The officer must convince the justice that they did nothing by word, act or gesture that made you think things would go better for you if you spoke to the officer or things could go worse if you didn’t speak to the officer.
If you do not believe you spoke voluntarily or wish the officer to attempt to prove it, the justice will conduct a mini-hearing to determine if the police officer is able to “prove voluntariness” beyond a reasonable doubt. The legal term for this mini-hearing is “voir dire”. You are entitled to be a witness in the mini-hearing and tell the justice about what you saw and heard the police officer say and do and how that made you feel.
However, if you agree that you spoke voluntarily to the officer no mini-hearing is necessary, and the officer will tell the justice what they believe you said.
If voluntariness is proven, what the police officer states that you said will be part of the evidence for the justice to consider in the hearing on your traffic ticket.
If voluntariness is not proven, the justice will ignore all the testimony in the mini-hearing, including everything the police officer states that you said at the traffic stop.
When the police officer’s case is finished you must decide whether you wish to testify yourself and/or present witnesses.
You do not have to present (“call”) witnesses or be a witness yourself because you are presumed to be innocent. If you do testify or call witnesses, the police officer can question you and try to undermine your case the same way that you were able to question the police officer and their witnesses.
However, being a witness yourself or calling other people as witnesses is the only way the justice can consider your side of the story. You must decide for yourself whether to testify and/or present witnesses.
Witnesses must come to court. The court will not usually consider letters or written statements in the hearing. A subpoena is a court order that requires a person to attend court. You can obtain a subpoena at the Court Registry to compel your witnesses to come to court or provide them with a document to show their employer.
If you want the justice to consider photos, please print them to give to the court. Three copies are ideal, but one copy will do. You should show the photos to the police officer when you question them during their testimony. Ask them questions to identify what the photos show and bring out the evidence they depict.
After all the witnesses have been questioned you have the right to summarize the case and point out to the justice the weaknesses in the police officer’s case. The police officer may do this as well about the strength of their case or the weaknesses in your case.

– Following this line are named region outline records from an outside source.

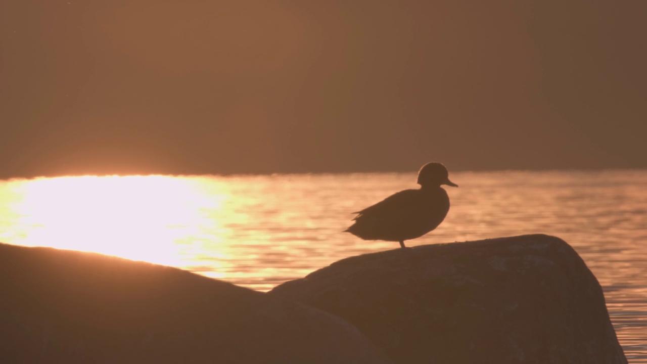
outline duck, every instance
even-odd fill
[[[427,163],[418,172],[420,188],[404,190],[391,195],[357,214],[355,223],[344,232],[364,240],[399,242],[419,238],[438,227],[449,211],[449,196],[441,186],[457,187],[449,180],[442,164]]]

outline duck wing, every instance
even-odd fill
[[[403,211],[406,211],[410,209],[412,205],[419,203],[419,193],[420,190],[400,191],[361,211],[353,212],[358,215],[353,220],[366,218],[382,220],[389,219],[391,216],[396,218],[401,216]]]

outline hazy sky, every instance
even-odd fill
[[[0,0],[0,176],[647,167],[647,1]]]

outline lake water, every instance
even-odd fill
[[[451,174],[452,207],[409,246],[523,234],[573,245],[630,363],[647,363],[647,170]],[[398,247],[342,233],[415,174],[66,177],[0,181],[0,242],[96,251],[267,291]]]

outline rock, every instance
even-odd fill
[[[597,280],[546,235],[353,256],[270,294],[345,319],[396,363],[627,363]]]
[[[181,269],[0,244],[2,363],[390,363],[353,325]]]

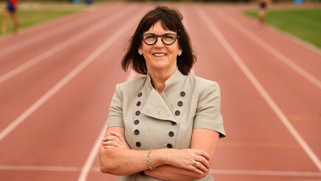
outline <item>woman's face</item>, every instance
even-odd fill
[[[161,23],[158,21],[154,26],[144,34],[154,33],[156,35],[163,35],[166,33],[176,34],[176,32],[165,30],[161,27]],[[147,70],[168,70],[174,71],[176,68],[176,56],[182,53],[182,49],[178,45],[178,39],[170,45],[165,45],[161,38],[158,38],[155,44],[148,45],[144,42],[142,46],[138,48],[138,52],[142,53],[146,61]]]

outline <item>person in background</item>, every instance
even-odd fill
[[[6,9],[3,13],[0,33],[4,33],[7,31],[8,18],[11,16],[13,21],[13,32],[18,33],[20,23],[18,16],[17,15],[17,9],[18,8],[18,0],[7,0]]]
[[[146,77],[116,86],[100,152],[101,171],[119,181],[213,180],[225,136],[220,88],[189,75],[196,56],[182,20],[178,10],[157,6],[127,44],[123,69]]]
[[[259,20],[261,24],[264,23],[266,17],[266,9],[269,4],[269,0],[259,0]]]

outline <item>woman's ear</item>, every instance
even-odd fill
[[[181,55],[182,54],[182,52],[183,52],[183,49],[182,49],[182,48],[180,48],[178,49],[178,52],[177,52],[177,53],[177,53],[177,55],[178,55],[178,56],[181,56]]]
[[[143,48],[141,47],[138,48],[138,53],[141,55],[143,54]]]

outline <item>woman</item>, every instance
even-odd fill
[[[6,9],[4,11],[3,17],[2,18],[2,24],[1,25],[1,32],[6,31],[8,18],[10,15],[13,20],[14,27],[13,32],[18,32],[19,23],[17,16],[17,8],[18,7],[18,0],[7,0]],[[0,32],[0,33],[1,33]]]
[[[157,6],[141,20],[122,61],[147,77],[116,86],[100,149],[103,173],[120,181],[213,181],[225,136],[217,83],[189,75],[196,60],[176,9]]]

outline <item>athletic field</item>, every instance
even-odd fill
[[[192,73],[220,86],[215,181],[321,181],[320,51],[246,5],[166,4],[184,17]],[[116,84],[141,76],[120,60],[152,8],[109,2],[0,37],[0,180],[117,180],[98,150]]]

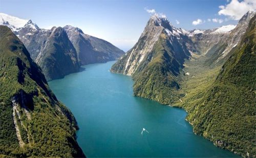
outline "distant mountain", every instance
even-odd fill
[[[256,15],[248,25],[216,79],[209,85],[198,83],[202,90],[188,91],[181,104],[197,134],[243,157],[254,157]]]
[[[111,43],[71,26],[46,30],[31,20],[3,13],[1,17],[0,25],[7,26],[20,39],[48,81],[77,72],[80,65],[115,60],[124,54]]]
[[[0,13],[0,25],[8,26],[12,29],[13,32],[16,32],[20,28],[24,27],[28,21],[28,20],[20,19]]]
[[[0,156],[84,157],[76,121],[24,45],[0,26]]]
[[[254,118],[250,116],[251,112],[255,114],[252,110],[255,109],[255,99],[252,99],[255,91],[252,85],[255,82],[255,40],[251,38],[255,35],[255,25],[254,22],[249,22],[255,15],[255,12],[249,11],[237,26],[187,31],[174,27],[165,17],[154,14],[138,42],[111,71],[132,76],[135,96],[185,108],[189,112],[187,119],[194,126],[194,131],[216,145],[244,156],[255,157],[253,141],[249,140],[253,140],[254,135],[251,123],[256,121],[255,115]],[[243,37],[245,35],[250,36],[249,42],[249,38]],[[244,47],[247,44],[248,47]],[[249,49],[244,54],[247,57],[240,58],[246,48]],[[237,65],[236,69],[228,71],[232,72],[232,79],[228,76],[223,82],[215,82],[221,66],[234,56],[237,60],[230,64]],[[240,62],[243,63],[241,67]],[[240,81],[226,87],[231,80]],[[220,83],[221,87],[211,86]],[[243,103],[244,99],[246,105]],[[232,106],[234,105],[236,107]],[[236,114],[240,110],[243,114]],[[246,121],[251,121],[246,123],[248,126],[244,124],[246,117],[241,116],[247,112],[250,116]],[[228,119],[227,116],[231,118]],[[236,121],[240,118],[241,121]],[[225,122],[226,119],[229,121]],[[247,127],[250,131],[243,133]],[[227,133],[228,129],[234,130],[236,128],[239,130]]]
[[[115,60],[124,54],[110,42],[85,34],[78,28],[66,26],[63,28],[76,49],[81,65]]]
[[[76,51],[63,29],[53,28],[43,47],[35,61],[48,80],[79,71]]]

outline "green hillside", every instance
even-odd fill
[[[3,26],[0,55],[0,155],[84,157],[74,116],[22,42]]]
[[[196,133],[245,157],[256,156],[255,25],[254,16],[221,68],[204,70],[184,82],[187,95],[175,105],[188,112]]]

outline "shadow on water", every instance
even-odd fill
[[[49,82],[74,114],[88,157],[238,157],[194,134],[185,110],[133,96],[132,78],[109,71],[114,63]]]

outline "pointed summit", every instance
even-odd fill
[[[149,22],[151,21],[156,26],[162,26],[170,31],[173,27],[173,25],[165,15],[155,13],[151,17]]]
[[[63,27],[63,28],[65,29],[65,30],[67,30],[68,31],[75,31],[76,32],[79,32],[83,34],[83,32],[82,32],[82,30],[77,27],[74,27],[71,25],[66,25],[64,27]]]
[[[36,31],[39,29],[37,25],[30,19],[26,24],[24,26],[24,28],[30,28],[33,31]]]

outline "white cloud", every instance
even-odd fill
[[[146,8],[145,8],[145,10],[147,12],[148,12],[150,14],[155,14],[156,13],[156,10],[154,9],[147,9]]]
[[[192,25],[198,25],[201,24],[202,23],[203,23],[203,20],[202,20],[201,19],[199,18],[196,20],[193,21],[193,22],[192,22]]]
[[[221,24],[222,22],[223,22],[223,19],[218,19],[218,18],[213,18],[212,19],[212,22],[219,22],[220,24]]]
[[[255,0],[231,0],[226,5],[219,7],[221,10],[218,12],[219,15],[228,16],[234,20],[240,19],[243,15],[249,10],[256,10]]]

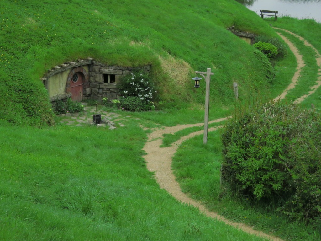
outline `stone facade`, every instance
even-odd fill
[[[110,101],[119,99],[117,84],[123,76],[134,70],[143,69],[149,71],[150,68],[150,65],[140,68],[110,66],[88,58],[55,66],[41,79],[48,90],[51,101],[54,102],[72,97],[70,87],[71,80],[75,73],[78,73],[83,77],[82,99],[92,99],[101,103],[101,98],[104,97]],[[63,84],[64,82],[65,84]],[[54,89],[55,91],[53,91]]]

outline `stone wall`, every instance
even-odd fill
[[[146,65],[143,68],[144,70],[149,71],[150,66]],[[118,99],[120,96],[117,84],[123,76],[140,68],[106,65],[92,61],[89,67],[89,82],[92,93],[87,98],[99,102],[101,102],[104,97],[107,97],[110,100]]]
[[[150,65],[141,67],[110,66],[88,58],[55,66],[41,79],[48,90],[50,101],[53,102],[72,96],[70,88],[71,79],[75,73],[81,72],[85,77],[82,87],[83,99],[92,99],[101,103],[101,98],[104,97],[110,101],[119,98],[117,85],[122,77],[130,74],[133,71],[143,69],[149,71],[150,68]]]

Usually, the justice will make a decision immediately after you have you have summarized the case. If the police officer has proven the case beyond a reasonable doubt, you will be found guilty. If not, you will be found not guilty.

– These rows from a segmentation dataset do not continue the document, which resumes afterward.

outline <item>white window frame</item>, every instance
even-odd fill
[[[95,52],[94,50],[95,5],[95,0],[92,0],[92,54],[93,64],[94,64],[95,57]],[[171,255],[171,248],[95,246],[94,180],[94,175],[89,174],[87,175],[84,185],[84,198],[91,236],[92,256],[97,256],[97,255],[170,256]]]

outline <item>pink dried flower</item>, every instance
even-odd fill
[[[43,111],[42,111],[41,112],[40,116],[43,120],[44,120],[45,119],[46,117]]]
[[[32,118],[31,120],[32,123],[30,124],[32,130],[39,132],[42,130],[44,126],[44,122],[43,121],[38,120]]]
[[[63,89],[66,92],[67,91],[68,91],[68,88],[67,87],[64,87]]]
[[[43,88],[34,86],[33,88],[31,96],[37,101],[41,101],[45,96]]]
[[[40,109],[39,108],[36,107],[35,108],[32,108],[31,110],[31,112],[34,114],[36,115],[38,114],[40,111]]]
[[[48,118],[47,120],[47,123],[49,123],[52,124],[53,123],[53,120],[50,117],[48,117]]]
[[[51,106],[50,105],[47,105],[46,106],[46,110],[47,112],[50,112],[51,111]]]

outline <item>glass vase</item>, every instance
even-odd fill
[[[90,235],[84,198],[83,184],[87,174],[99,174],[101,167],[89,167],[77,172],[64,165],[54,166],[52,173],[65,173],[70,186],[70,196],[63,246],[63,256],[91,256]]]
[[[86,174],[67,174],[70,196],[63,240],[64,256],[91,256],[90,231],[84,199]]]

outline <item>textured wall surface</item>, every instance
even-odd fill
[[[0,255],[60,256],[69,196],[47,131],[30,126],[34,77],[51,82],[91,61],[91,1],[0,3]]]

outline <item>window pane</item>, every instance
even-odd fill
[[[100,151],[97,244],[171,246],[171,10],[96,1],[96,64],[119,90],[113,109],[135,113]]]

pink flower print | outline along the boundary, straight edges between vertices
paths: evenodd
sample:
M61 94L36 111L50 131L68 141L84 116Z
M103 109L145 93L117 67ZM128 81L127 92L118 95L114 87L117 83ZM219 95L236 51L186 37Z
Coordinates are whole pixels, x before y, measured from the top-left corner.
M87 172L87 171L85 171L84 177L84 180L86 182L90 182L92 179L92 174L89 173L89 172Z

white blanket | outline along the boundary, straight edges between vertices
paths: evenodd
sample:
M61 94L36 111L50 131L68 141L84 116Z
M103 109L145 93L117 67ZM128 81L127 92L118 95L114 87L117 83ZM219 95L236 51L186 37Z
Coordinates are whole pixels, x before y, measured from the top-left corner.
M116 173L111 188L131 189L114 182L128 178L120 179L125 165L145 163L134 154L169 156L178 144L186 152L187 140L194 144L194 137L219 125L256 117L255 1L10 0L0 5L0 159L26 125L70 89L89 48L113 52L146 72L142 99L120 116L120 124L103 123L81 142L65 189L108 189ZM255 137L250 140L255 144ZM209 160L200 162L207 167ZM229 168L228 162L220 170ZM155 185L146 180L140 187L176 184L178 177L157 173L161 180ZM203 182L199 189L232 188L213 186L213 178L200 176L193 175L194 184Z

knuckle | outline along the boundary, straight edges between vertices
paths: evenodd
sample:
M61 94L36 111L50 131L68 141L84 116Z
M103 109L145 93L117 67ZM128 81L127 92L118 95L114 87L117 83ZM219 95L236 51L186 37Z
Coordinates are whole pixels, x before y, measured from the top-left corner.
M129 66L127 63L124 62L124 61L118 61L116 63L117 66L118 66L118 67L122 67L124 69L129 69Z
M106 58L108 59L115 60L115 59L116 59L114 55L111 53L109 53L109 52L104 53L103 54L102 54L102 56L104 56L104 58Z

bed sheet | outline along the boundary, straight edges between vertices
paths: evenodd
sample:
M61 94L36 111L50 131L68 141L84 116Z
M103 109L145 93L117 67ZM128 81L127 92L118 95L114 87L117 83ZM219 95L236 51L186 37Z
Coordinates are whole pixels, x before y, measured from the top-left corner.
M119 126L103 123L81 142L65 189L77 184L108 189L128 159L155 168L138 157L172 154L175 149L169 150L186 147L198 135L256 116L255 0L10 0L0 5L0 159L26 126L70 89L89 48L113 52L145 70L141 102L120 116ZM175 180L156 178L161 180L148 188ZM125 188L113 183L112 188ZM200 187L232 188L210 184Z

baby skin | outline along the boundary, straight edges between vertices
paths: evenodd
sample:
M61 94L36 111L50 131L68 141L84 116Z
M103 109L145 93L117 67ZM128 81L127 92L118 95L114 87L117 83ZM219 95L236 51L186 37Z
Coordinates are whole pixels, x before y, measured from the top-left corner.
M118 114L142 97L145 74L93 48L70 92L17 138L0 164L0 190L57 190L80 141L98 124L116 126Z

If you are found not guilty that is the end of the matter and no fine or penalty points will be imposed.
If you are found guilty, the justice will then decide on the appropriate penalty. It’s important to know that:
Ask the justice to explain anything that you don’t understand.
Much of this website’s information on preparing for a criminal trial will apply to traffic and other tickets and by-law hearings as well.
Provincial Violation Ticket Forms are available online or at a Provincial Court registry or Services BC office.
This article provides general information only and should not be used as authority in court proceedings or as a substitute for legal advice.